Prove: If a group $G$, of order 36 has a subgroup of order 18 ,$H$, then $G$ either has a normal subgroup of order 9, or a normal subgroup of order 4.
This came about while reading the same article asked about in Group of order 36 stackexchange. What I just repeated is the first line in the proof.
$H$ must have a subgroup of order 9$,K$ characteristic in H. If #$Syl_3(G)$=4 is possible, then $H$ is not characteristic in $G$. Thus I can't really see how an argument that uses transitivity of characteristic subgroups would work without working out the structures of order 18.
There is probably a simple way that is a one liner because it was the first step in the proof and the person moves on without comment. Can I have a hint as to what the short way might be?

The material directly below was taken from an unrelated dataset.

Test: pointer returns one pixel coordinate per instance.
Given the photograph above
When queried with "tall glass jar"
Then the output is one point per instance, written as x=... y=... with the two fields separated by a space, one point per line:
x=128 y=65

Some other things I deduced that might go in the right direction: Suppose there isn't a normal subgroup of order 9 and thus #$Syl_3(G)$=4. Then let $\pi$ be the permutation representation of G in $S_4$ through conjugation. By assumption $Ker \pi \neq G$, and also $n=|ker \pi|\mid36$ and $36/n=|ran \pi|\mid|S_4|=24$,so $|ker \pi|=$ is one of $18,12,9,6,3$. Maybe there is some way I can use this to show that there are not 3 or 9 sylow-4 subgroups?